Gauteng reports decline in deaths
Johannesburg - The number of mothers and babies dying during pregnancy and just after has declined in Gauteng, the provincial health department said on Monday.
Preliminary data for 2008 to 2011 showed the number of mothers dying during and after birth had dropped from 166 deaths per 100 000 to 144 deaths per 100 000.
Government has set a millennium goal target of 100 deaths per 100 000.
"The reduction in maternal deaths indicates the department is making encouraging progress," it said in a statement.
Data for the first quarter of this year also showed a drop in the number of babies dying just before or during birth.
The mortality rate for this category fell from 33.5 per 1 000 babies last year to 28.7 per 1 000 in the first quarter of this year.

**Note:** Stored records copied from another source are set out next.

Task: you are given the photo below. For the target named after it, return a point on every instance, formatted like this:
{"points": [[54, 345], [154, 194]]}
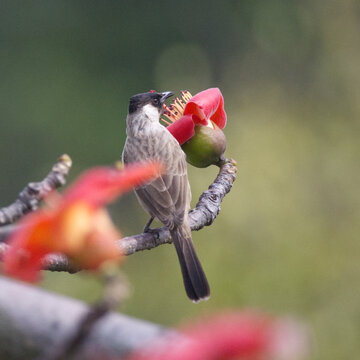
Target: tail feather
{"points": [[196, 284]]}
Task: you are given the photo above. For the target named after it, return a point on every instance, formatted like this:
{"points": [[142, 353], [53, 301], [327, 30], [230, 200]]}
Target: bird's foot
{"points": [[147, 226]]}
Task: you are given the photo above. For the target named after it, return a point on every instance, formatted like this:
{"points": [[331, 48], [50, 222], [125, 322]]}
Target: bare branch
{"points": [[35, 322], [205, 212], [29, 198]]}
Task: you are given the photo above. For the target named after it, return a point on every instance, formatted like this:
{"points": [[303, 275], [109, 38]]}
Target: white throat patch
{"points": [[151, 112]]}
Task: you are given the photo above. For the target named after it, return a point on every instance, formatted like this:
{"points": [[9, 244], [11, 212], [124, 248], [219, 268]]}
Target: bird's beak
{"points": [[165, 95]]}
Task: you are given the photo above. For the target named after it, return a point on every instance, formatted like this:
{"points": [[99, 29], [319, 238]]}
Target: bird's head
{"points": [[150, 104]]}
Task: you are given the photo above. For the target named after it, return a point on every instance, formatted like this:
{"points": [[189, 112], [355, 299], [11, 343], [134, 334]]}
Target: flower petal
{"points": [[207, 104], [182, 129], [101, 185], [28, 245]]}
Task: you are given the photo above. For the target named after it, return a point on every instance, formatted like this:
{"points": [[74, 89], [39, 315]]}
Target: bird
{"points": [[168, 197]]}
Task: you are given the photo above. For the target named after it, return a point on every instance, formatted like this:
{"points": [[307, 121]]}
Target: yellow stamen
{"points": [[175, 110]]}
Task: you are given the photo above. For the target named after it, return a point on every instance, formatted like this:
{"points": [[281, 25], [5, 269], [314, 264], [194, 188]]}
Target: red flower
{"points": [[234, 335], [196, 123], [205, 108], [75, 224]]}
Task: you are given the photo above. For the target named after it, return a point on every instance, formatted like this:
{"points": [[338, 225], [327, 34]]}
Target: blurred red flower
{"points": [[230, 336], [76, 224]]}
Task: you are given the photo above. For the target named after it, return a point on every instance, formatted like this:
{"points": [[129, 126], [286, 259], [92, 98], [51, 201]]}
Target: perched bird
{"points": [[167, 197]]}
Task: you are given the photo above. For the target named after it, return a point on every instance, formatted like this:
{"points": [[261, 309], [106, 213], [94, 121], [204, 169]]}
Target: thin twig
{"points": [[30, 197], [205, 212]]}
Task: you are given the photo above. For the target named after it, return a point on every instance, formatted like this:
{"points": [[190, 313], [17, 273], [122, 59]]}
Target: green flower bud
{"points": [[206, 147]]}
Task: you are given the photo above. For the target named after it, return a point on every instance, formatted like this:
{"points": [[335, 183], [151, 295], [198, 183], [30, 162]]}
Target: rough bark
{"points": [[34, 322]]}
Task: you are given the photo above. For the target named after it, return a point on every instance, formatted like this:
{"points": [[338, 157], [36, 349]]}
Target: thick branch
{"points": [[205, 212], [29, 198], [34, 322]]}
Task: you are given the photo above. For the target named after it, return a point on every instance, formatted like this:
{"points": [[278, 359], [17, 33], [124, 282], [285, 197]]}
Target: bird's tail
{"points": [[196, 284]]}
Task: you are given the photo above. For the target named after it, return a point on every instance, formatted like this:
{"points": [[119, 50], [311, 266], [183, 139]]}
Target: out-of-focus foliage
{"points": [[287, 239]]}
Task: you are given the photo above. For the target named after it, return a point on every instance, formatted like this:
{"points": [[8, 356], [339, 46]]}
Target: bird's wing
{"points": [[167, 197]]}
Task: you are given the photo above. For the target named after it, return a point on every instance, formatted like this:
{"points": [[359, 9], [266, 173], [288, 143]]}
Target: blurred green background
{"points": [[286, 240]]}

The figures were contained in a report tabled before the Gauteng legislature health portfolio committee.
According to the report, the number of neonatal underweight or ill babies dying dropped from 11.7 per 100 to 10.5 per 100 in the same period.
Earlier this year, five babies died within five days in the Jubilee Hospital in Pretoria.

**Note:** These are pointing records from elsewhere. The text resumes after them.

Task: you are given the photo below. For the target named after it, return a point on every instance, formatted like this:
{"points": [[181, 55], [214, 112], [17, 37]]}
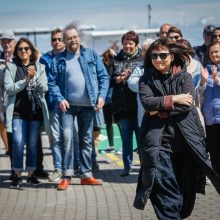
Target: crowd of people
{"points": [[163, 90]]}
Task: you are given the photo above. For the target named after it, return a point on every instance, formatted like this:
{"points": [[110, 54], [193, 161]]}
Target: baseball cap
{"points": [[208, 29], [7, 35]]}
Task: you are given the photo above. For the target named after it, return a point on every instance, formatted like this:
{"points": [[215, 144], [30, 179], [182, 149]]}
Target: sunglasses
{"points": [[20, 49], [175, 37], [162, 56], [216, 36], [56, 39]]}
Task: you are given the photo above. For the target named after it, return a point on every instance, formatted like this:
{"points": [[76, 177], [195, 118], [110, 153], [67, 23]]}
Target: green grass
{"points": [[117, 139]]}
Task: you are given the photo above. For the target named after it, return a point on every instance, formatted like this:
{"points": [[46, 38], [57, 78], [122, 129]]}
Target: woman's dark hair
{"points": [[180, 52], [211, 45], [213, 33], [131, 35], [34, 55]]}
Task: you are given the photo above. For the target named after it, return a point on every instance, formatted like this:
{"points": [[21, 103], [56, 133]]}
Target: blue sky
{"points": [[190, 16]]}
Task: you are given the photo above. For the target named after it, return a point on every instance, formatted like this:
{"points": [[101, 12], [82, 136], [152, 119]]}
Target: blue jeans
{"points": [[56, 144], [126, 127], [85, 117], [55, 139], [25, 132]]}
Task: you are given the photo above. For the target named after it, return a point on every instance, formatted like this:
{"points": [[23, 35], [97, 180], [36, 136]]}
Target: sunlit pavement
{"points": [[113, 200]]}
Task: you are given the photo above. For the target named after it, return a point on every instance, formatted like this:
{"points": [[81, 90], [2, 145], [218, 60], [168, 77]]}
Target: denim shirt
{"points": [[96, 76]]}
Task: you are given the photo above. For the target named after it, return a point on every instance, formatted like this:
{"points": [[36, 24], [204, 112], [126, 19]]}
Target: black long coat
{"points": [[186, 118]]}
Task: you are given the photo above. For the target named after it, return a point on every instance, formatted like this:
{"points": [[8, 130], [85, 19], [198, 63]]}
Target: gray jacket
{"points": [[12, 88]]}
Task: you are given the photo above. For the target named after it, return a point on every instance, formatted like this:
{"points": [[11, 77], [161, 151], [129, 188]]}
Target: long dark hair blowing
{"points": [[211, 45], [180, 52], [34, 54]]}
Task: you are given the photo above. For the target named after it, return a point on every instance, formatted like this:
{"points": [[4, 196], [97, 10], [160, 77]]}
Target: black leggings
{"points": [[108, 116]]}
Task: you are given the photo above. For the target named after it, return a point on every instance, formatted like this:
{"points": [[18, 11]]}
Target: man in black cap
{"points": [[201, 50]]}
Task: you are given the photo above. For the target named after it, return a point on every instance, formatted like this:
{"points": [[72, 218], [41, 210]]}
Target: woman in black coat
{"points": [[172, 144]]}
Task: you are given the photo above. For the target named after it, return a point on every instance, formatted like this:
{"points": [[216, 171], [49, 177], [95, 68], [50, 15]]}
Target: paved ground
{"points": [[111, 201]]}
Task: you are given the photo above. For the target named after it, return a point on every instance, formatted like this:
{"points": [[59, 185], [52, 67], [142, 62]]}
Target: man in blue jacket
{"points": [[79, 82]]}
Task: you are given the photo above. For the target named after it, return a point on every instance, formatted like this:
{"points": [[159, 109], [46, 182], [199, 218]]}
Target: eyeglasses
{"points": [[216, 36], [175, 37], [162, 56], [56, 39], [20, 49]]}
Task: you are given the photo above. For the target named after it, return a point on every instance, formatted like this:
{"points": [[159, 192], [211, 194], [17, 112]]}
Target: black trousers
{"points": [[212, 132], [108, 116]]}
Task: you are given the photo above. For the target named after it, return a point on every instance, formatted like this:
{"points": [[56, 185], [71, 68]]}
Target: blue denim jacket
{"points": [[96, 76]]}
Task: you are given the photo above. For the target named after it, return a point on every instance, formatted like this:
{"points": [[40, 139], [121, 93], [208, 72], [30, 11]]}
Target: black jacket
{"points": [[186, 118], [124, 101]]}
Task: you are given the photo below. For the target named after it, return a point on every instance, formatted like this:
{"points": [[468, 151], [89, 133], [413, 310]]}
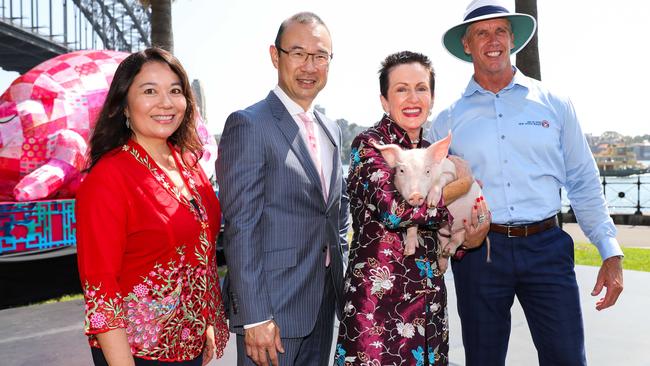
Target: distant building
{"points": [[642, 150]]}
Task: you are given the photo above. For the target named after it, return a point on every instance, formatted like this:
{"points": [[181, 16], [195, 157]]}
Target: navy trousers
{"points": [[539, 270]]}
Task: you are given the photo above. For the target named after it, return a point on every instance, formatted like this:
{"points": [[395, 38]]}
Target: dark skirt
{"points": [[99, 360]]}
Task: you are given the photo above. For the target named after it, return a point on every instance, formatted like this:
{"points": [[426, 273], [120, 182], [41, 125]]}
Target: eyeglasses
{"points": [[300, 56]]}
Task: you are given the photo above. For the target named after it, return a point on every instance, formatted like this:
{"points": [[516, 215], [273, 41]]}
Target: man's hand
{"points": [[263, 343], [610, 275], [478, 227], [209, 347]]}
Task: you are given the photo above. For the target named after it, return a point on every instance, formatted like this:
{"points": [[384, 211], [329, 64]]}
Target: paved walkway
{"points": [[51, 334]]}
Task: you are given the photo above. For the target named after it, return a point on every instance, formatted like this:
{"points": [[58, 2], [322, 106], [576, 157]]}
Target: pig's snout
{"points": [[416, 199]]}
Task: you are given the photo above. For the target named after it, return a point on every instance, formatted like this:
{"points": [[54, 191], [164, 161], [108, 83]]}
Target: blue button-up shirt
{"points": [[524, 143]]}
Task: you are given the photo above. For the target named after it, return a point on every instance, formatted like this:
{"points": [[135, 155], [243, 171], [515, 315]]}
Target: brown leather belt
{"points": [[524, 230]]}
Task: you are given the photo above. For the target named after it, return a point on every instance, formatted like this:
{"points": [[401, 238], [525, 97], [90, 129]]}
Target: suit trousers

The babies were allegedly not put into incubators and could not keep warm.
Improvements at neonatal units
This was disputed by the hospital that said post mortems showed that the deaths were not a result of hospital mismanagement.

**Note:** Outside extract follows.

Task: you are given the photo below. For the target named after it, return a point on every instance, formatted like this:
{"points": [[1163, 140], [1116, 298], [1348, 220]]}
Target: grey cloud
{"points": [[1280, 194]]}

Last year, a group of experts was convened to investigate why six babies died around the same time at the Charlotte Maxeke Hospital in Johannesburg.
The babies contracted the norovirus and it was found that overcrowding, staff shortages, and lack of equipment contributed to their deaths.
On Monday, the department said there had been improvements made in neonatal units at Natalspruit, Charlotte Maxeke, and Jubilee hospitals.
Kangaroo mother care units had also been established in 23 out of 24 hospitals for the survival of premature babies.
Infection control had been improved by installing waterless antibacterial hand wash dispensers in neonatal wards at Dr George Mukhari Academic, Chris Hani-Baragwanath Academic, Charlotte Maxeke, Natalspruit, Pholosong, Far East Rand, and Sebokeng hospitals.
The department said reports showed there had been a slight increase in the number of mothers opting for caesarean operations.
This had increased from 27% to 28.7% in the last financial year.
"Delivery by caesarean section is important in reducing the risk of infecting new born babies with HIV if mothers did not receive antiretroviral therapy," the department said.